I sat back in my chair and studied her, more out of habit than comfort. There were nights when she filled every inch of space she entered. Tonight she was doing it in silence.
She was close now. Closer than she needed to be. One of her legs pressed lightly against the side of the desk, hip nudging into the edge of a folder I hadn’t touched since she walked in. Her perfume lingered in the space between us—lavender. God, she had no idea what she did to a room. Or maybe she did, and that was the problem.
“You wouldn’t?” she asked again, feigning interest like it was all hypothetical.
I didn’t answer her, because it wasn’t hypothetical. She knew that. She wanted to see what I’d do with it.
Truth was, I’d thought about it more than I should’ve. About what would happen if she asked something of me I couldn’t give. If she wanted more than I was built for. If she turned thatsharp little mouth of hers on me with something real behind it. Not sarcasm. Not teasing. Just honesty. Could I handle that? Probably not. But I didn’t say any of that. Instead I sat there perfectly still, the bones in my jaw clenched so tight I could feel it in my ears.
“I haven’t yet.”
She moved toward me, and I knew right then I was fucked.
Because this was Valentina. She didn’t ask for permission, and she never tiptoed. She just pushed my knees apart, invading every boundary I tried and failed to set.
I should’ve stopped her. I could’ve, probably. But I didn’t. I sat there frozen like an idiot, trying not to focus on how perfectly her thighs fit between mine or the exact way her breath hitched as she settled on my lap.
Her legs straddled me, skirt riding up her thighs, and I was trying—failing—not to look; to keep my eyes locked on hers instead of wandering down like some teenage boy. But goddamn it, I was only human, and Valentina knew exactly what she was doing. She always did.
She put her hands on my face, fingertips gentle, thumbs brushing my jawline, and leaned in until I had nowhere else to look but straight into her eyes.
“Still want to talk about Callahan?” she asked.
“Fuck no,” I hissed.
“Good,” she said, leaning down again, lips hovering close enough that I could taste every syllable she spoke. “Because I’d hate to think you were thinking about another man right now.”

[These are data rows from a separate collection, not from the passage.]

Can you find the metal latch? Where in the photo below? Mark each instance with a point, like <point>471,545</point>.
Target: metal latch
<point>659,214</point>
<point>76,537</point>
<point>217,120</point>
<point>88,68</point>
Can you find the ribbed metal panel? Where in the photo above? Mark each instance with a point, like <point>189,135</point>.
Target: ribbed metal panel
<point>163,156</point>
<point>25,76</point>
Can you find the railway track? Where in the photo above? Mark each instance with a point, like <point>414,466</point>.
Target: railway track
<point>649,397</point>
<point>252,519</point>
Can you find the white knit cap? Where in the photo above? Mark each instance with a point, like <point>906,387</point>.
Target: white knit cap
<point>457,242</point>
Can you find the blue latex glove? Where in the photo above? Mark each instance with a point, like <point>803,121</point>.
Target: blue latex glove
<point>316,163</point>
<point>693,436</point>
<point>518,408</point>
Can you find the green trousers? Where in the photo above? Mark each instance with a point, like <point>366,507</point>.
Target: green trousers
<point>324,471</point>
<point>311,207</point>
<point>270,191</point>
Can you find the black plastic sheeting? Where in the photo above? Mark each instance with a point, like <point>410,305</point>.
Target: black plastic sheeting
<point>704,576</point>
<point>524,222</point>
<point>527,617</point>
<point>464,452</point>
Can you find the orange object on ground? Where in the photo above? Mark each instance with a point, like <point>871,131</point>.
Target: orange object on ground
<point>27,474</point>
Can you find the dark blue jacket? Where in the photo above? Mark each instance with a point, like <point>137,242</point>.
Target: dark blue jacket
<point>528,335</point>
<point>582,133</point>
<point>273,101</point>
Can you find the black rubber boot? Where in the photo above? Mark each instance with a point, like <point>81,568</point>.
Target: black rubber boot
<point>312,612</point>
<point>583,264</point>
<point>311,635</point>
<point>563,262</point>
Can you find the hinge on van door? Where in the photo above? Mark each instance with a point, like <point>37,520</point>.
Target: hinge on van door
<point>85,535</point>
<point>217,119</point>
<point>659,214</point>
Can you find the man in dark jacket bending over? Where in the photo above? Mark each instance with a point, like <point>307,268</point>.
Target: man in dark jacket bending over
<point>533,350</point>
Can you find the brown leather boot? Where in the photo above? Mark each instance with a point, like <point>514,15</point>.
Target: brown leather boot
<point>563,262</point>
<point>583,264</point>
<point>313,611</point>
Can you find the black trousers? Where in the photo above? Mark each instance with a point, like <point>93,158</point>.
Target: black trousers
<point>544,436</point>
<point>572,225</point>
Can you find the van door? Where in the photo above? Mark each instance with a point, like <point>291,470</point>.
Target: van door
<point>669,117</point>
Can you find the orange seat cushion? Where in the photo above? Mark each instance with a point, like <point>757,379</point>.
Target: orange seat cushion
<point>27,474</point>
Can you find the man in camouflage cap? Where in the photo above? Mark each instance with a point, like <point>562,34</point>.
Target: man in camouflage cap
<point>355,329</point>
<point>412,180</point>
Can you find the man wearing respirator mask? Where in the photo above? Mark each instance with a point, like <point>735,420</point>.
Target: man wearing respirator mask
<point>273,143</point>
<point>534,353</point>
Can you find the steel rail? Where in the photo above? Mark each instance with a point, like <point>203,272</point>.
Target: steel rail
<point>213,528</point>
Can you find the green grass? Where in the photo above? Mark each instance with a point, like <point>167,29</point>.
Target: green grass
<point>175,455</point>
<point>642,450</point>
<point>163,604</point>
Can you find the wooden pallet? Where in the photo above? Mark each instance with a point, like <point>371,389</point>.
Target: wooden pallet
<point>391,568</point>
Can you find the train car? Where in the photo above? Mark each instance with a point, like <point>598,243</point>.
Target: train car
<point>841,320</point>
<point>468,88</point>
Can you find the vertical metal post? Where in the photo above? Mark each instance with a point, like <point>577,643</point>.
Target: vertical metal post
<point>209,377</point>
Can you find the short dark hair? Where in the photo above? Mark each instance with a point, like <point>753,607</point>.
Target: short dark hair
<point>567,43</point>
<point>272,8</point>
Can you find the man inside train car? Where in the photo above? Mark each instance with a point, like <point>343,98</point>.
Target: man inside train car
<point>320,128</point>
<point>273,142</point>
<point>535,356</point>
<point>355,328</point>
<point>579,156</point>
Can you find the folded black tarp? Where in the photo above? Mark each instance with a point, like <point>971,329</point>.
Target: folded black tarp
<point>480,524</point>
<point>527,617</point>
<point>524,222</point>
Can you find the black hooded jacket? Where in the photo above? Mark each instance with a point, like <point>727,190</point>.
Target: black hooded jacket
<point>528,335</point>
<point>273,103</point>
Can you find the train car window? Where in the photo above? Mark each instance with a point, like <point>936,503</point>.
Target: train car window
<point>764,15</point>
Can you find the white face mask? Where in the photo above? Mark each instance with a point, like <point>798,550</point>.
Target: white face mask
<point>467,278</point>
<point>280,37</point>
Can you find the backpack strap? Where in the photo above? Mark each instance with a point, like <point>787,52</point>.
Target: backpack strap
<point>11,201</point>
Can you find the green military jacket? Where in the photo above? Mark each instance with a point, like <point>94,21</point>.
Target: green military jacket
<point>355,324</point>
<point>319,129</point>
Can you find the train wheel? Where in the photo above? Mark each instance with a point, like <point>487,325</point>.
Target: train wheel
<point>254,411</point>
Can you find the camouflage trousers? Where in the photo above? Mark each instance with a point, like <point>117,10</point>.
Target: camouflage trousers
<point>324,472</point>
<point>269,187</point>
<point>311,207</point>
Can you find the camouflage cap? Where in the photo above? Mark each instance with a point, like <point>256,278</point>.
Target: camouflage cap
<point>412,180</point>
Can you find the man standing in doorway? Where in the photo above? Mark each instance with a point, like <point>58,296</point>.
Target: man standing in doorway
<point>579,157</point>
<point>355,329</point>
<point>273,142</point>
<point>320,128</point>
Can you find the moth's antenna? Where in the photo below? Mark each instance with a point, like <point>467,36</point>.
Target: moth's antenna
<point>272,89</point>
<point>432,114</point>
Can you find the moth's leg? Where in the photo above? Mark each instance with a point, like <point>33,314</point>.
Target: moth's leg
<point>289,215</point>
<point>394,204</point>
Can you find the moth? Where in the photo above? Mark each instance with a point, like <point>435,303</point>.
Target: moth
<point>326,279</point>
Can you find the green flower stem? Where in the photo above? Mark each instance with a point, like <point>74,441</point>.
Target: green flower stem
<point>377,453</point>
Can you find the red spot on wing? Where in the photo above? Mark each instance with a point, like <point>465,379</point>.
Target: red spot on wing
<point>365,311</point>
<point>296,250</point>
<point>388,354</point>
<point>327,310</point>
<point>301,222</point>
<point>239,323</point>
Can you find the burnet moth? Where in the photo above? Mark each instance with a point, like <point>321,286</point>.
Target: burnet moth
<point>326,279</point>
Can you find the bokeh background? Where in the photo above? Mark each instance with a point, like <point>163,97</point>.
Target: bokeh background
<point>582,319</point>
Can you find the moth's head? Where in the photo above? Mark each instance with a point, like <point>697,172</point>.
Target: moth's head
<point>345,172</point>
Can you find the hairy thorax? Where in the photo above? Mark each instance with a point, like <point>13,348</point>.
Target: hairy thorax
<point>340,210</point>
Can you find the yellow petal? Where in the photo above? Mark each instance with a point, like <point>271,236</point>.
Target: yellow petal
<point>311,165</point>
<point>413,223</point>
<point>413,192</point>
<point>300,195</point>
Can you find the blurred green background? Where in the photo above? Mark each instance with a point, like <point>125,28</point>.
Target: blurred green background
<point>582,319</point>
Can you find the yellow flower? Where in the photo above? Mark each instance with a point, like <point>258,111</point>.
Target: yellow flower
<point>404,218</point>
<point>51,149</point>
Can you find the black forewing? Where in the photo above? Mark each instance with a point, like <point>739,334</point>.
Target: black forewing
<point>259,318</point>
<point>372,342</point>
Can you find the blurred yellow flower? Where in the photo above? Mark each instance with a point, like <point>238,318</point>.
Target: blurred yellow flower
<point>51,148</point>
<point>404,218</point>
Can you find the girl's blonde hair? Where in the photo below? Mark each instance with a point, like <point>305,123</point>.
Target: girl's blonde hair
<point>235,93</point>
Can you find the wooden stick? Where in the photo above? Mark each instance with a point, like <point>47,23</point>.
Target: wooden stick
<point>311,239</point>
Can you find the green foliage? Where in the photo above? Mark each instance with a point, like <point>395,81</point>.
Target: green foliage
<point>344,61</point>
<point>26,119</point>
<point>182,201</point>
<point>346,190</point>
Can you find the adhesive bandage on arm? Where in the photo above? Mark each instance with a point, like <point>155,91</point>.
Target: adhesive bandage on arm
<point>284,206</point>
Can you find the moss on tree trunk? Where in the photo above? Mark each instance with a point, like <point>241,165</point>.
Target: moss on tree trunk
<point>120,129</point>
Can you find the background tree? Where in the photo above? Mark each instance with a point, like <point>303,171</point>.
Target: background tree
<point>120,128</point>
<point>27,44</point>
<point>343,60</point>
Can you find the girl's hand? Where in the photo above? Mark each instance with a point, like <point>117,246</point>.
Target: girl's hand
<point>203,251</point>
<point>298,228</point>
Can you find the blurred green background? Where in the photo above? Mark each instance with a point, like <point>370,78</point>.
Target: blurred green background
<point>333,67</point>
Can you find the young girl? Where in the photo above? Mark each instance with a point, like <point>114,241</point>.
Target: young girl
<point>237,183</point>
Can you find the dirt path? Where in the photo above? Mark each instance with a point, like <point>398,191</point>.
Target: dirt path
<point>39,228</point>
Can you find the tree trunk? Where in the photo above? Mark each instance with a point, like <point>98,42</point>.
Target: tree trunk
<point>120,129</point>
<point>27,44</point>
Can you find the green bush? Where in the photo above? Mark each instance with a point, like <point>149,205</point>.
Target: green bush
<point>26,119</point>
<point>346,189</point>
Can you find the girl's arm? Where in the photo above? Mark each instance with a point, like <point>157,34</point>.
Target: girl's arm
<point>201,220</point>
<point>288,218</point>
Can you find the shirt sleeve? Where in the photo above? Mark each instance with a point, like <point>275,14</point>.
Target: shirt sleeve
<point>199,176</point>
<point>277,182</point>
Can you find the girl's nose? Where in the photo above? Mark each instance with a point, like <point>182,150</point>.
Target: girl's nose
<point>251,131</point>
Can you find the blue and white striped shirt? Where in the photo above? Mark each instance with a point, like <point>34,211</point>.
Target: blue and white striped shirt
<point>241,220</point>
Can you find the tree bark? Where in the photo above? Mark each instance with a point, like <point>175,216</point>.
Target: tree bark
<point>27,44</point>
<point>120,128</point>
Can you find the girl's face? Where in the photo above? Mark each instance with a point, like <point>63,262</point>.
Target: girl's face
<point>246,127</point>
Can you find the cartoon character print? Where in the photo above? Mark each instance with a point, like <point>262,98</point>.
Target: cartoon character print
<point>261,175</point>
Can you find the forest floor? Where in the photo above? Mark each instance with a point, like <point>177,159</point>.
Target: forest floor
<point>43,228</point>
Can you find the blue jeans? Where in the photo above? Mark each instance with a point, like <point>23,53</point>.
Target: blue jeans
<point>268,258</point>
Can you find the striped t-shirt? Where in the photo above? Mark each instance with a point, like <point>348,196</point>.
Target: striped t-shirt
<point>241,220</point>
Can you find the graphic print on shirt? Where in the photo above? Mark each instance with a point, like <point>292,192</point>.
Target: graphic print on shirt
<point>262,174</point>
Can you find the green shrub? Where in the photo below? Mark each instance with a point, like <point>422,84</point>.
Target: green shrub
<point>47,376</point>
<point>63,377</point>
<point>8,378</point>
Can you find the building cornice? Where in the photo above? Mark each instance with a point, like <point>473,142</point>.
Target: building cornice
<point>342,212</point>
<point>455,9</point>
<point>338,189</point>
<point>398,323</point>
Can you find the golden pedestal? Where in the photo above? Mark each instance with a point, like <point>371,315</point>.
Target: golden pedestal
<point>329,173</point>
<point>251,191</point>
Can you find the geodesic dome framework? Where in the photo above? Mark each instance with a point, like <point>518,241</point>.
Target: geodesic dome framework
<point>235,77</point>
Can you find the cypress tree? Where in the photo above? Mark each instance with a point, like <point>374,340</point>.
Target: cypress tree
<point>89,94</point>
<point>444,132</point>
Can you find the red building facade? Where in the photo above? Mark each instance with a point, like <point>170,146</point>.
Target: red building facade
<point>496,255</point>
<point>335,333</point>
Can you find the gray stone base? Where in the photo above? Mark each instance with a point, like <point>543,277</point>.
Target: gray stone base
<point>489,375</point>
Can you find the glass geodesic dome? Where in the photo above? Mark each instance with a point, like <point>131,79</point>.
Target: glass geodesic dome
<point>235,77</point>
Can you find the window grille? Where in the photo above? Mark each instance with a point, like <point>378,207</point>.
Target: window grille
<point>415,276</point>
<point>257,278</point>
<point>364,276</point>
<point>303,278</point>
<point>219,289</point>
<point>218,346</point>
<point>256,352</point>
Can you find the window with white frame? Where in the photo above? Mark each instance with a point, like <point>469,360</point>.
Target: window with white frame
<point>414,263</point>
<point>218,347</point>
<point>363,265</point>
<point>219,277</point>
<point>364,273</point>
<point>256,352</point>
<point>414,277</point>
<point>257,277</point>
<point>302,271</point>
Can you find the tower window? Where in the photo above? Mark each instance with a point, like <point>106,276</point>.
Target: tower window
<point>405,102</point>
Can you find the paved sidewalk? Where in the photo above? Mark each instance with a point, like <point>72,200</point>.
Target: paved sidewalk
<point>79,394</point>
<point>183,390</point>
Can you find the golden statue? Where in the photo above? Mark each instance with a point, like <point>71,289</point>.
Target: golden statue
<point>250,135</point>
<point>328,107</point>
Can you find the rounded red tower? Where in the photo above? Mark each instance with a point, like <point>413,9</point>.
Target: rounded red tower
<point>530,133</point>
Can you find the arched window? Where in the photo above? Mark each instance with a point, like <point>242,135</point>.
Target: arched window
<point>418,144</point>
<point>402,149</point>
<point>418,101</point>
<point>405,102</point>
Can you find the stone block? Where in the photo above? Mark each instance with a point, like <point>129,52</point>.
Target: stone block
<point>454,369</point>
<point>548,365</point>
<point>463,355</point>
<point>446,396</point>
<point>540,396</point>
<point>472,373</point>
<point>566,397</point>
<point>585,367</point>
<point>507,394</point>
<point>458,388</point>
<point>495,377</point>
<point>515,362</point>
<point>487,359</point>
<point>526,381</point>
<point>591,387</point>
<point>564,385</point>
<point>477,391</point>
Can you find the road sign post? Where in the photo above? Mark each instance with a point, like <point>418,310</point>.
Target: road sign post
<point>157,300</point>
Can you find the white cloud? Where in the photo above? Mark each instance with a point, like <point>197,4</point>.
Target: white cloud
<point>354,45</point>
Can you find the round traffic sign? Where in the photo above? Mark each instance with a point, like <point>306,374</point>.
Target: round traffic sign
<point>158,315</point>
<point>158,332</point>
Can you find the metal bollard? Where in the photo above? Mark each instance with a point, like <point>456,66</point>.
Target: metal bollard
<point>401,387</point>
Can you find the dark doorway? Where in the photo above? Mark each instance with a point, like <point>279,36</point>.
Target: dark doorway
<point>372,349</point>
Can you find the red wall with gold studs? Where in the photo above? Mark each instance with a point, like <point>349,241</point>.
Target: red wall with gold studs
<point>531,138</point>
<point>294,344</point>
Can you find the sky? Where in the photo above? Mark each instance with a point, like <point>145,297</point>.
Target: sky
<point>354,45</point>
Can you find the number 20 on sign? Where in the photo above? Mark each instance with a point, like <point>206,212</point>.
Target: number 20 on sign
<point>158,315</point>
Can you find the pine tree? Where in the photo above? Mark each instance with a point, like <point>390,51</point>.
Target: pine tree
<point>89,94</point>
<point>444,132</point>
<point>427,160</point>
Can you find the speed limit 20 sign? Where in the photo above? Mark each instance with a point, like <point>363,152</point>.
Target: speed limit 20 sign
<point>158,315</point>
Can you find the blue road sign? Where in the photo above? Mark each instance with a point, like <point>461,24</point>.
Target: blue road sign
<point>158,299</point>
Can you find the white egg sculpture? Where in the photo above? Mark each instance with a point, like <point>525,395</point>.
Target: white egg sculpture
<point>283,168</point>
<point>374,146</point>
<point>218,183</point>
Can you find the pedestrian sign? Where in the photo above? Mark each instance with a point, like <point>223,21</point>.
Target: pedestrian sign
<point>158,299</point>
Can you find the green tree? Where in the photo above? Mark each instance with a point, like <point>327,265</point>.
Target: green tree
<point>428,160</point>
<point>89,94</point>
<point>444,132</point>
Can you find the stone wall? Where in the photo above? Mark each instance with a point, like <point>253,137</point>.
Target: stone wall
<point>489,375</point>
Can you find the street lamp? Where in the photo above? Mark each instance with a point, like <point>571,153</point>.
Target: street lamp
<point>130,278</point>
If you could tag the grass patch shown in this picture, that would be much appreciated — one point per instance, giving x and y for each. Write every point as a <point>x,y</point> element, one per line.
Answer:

I slapped my hand against her ass. “I swear to God, Valentina,” I muttered against her lips.
I wanted her so fucking badly it hurt, and she knew it. Hell, she thrived on it. She always had. Probably always would. The more off-balance I was, the more control she seemed to have, and I’d already lost any hope of getting it back.
Then she kissed me.
And shit, it wasn’t soft. Wasn’t sweet. It was demanding, almost confrontational, like she was proving a point.